Dados do Dieese revelam que a dupla jornada, composta pelo trabalho remunerado e pelas tarefas domésticas invisíveis, impacta diretamente a qualificação profissional e a ascensão de mulheres ao poder.
Por ano, as mulheres brasileiras trabalham cerca de 21 dias a mais do que os homens. O dado, revelado pelo Departamento Intersindical de Estatística e Estudos Socioeconômicos (Dieese), expõe uma realidade persistente no país: a sobrecarga feminina decorrente do acúmulo de atividades domésticas e de cuidado, que muitas vezes não são sequer percebidas ou valorizadas pela sociedade.
A rotina de muitas trabalhadoras começa antes do nascer do sol e se estende muito além do expediente formal. É o caso de Tainá Lima, coordenadora de mídias sociais e mãe solo.

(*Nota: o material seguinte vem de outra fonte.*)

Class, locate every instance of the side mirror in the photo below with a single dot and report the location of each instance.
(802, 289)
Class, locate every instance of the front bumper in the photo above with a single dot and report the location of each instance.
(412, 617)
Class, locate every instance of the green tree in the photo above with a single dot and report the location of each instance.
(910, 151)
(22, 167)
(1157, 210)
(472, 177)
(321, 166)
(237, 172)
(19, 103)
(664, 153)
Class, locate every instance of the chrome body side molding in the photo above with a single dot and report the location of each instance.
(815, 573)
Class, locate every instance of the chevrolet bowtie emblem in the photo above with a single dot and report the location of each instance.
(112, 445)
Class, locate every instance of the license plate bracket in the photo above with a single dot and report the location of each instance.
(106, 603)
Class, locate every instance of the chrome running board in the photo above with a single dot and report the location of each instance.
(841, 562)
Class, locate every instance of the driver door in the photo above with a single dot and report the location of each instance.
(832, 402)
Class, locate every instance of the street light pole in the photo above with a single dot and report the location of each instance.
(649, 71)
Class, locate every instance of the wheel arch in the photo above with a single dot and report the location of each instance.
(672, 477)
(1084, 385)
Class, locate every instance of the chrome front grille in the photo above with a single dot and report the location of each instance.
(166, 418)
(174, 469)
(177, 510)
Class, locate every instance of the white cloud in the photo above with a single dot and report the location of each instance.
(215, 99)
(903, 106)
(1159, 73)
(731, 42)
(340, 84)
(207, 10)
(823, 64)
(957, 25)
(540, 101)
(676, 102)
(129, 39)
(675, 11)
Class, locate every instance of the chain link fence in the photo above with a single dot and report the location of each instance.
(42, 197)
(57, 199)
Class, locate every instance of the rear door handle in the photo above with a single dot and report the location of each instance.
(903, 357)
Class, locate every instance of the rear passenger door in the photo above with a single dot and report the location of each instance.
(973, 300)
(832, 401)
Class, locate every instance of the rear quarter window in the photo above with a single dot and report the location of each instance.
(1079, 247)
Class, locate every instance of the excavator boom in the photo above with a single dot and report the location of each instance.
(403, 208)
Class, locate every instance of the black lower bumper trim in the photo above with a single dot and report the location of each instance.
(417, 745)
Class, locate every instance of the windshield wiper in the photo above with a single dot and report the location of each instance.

Ela relata que, após o trabalho remunerado, inicia-se uma nova jornada não remunerada em casa, que inclui desde preparar o jantar até a organização do lar. Para Tainá, equilibrar essas tarefas com a necessidade de atualização profissional é um desafio constante.
O peso da jornada invisível Diferente do emprego formal, onde há horários de início, término e intervalos regulamentados, o trabalho doméstico e de cuidado não possui “bater de ponto”. Segundo Iesca Costa, professora da Universidade de Brasília (UnB), essa falta de delimitação, somada à ausência de remuneração e reconhecimento, gera um desgaste que vai além do físico.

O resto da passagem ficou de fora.